O autor sustenta, em razões de incidente, que "a redação vigente do art. 58, da Lei nº 8.213/91, durante o período controverso, não previa o uso de EPI e/ou EPC como meios hábeis a elidir a nocividade dos agentes insalubres". Defende que "apenas a partir da vigência da Lei nº 9.732/98, que alterou a redação do art. 58, da Lei nº 8.213/91, é que se passou a exigir a elaboração de laudo técnico com expressa menção da utilização de equipamentos individuais ou coletivos de proteção, preceituando, que a redução ou neutralização do agente nocivo deverá ser considerada para fins de concessão da aposentadoria especial. Assim, para as atividades exercidas antes de 13/12/1998, o uso ou a existência do EPI não descaracteriza o seu enquadramento como especial".

Alega que é possível a conversão de tempo de serviço especial em tempo comum mesmo após 28/05/1998.

Sustenta que a decisão da 2ª Turma Recursal de Santa Catarina diverge do entendimento da Turma Recursal do Rio Grande do Sul (Recurso Cível nº 200371120004373) e da 2ª Turma Recursal do Paraná (Recurso Cível nº 200570950140648).

O precedente da Turma Recursal do Rio Grande do Sul (Recurso Cível nº 200371120004373) indicado como paradigma, em razões de pedido de uniformização, não divergem do acórdão recorrido, por falta de similitude fática.

Conforme já relatado, a presente ação foi ajuizada buscando a obtenção de benefício de aposentadoria, mediante o reconhecimento do exercício de atividade especial, o que foi julgado parcialmente procedente em primeira instância.

Não resignado, o INSS interpôs recurso, alegando que é indevida a conversão de tempo de serviço especial em comum após 28/05/1998, nos termos da Súmula nº 16, da Turma Nacional de Uniformização, e que é indevido o reconhecimento dos períodos de 02/07/1997 a 30/03/1999 e 29/06/2004 a 19/10/2005 como especial.
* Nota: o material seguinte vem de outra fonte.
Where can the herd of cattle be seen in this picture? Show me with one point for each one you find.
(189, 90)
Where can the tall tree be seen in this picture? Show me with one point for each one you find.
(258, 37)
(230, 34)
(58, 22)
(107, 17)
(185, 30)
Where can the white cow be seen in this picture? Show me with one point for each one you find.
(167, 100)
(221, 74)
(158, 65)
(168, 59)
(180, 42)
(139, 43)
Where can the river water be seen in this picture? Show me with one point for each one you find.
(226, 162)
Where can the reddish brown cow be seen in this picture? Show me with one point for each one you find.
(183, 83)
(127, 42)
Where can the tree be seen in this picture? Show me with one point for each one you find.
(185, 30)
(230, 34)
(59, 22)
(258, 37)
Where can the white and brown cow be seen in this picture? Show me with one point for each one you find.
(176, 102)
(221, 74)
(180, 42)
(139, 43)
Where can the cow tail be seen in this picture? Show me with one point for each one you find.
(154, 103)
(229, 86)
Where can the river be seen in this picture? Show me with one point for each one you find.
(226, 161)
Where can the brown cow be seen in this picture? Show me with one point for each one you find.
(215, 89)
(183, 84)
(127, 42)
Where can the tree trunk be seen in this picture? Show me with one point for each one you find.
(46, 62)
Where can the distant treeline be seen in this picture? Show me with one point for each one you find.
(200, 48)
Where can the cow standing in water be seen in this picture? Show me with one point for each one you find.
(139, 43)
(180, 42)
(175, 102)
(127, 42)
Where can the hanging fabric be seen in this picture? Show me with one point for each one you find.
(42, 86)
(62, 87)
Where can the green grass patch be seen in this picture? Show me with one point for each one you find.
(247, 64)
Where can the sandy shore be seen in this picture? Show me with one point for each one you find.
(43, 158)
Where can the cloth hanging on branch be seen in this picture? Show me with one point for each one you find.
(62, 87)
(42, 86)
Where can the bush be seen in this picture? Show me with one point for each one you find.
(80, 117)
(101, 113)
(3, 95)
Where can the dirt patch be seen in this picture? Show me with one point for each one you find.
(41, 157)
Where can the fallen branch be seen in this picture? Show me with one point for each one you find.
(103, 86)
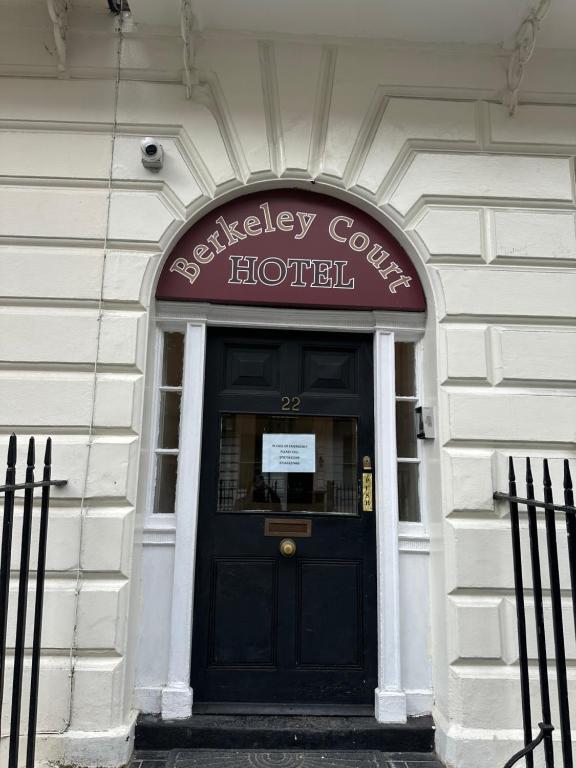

A 2ª Turma Recursal de Santa Catarina deu provimento ao recurso do INSS, constando no acórdão, in verbis:

"No caso concreto, em relação ao período de 02.07.1997 a 30.03.1999, o PPP das fls. 26/27 indica que o autor trabalhou na empresa Multibrás S.A. Eletrodomésticos, na função de mecânico de manutenção, sob exposição a ruído de 81 a 89 dB(A) (o que foi confirmado pelo laudo técnico da fl. 228), hidrocarbonetos aromáticos e radiações não ionizantes (solda). Para o contato com hidrocarbonetos e radiações, como consta informação no PPP das fls. 26/27 de que EPI eficazes foram utilizados pelo autor, não é possível o reconhecimento da especialidade pretendida. Embora, em relação ao ruído, o uso de EPI não afaste a especialidade, no caso concreto não é possível o reconhecimento de atividade especial porque a legislação em vigor na época da atividade (Decreto 2.172/97) exigia que o contato com tal agente fosse superior a 90 decibéis. Vale aqui salientar, conforme já fundamentado acima, que o entendimento ora adotado é no sentido de que não há falar em aplicação retroativa da legislação mais beneficia ao segurado, mas sim o de que a legislação que deve regular os casos de contato com o ruído é aquela em vigor na época da prestação do serviço. Ressalto, também, que provavelmente conste também no laudo a eficácia dos EPI's, mas isso não pode ser constatado no caso concreto porque o autor não juntou todas as páginas do laudo que analisavam o seu cargo (da fl. 19 do laudo - fl. 228 dos autos, passa-se à fl. 187 do laudo - fl. 229 dos autos).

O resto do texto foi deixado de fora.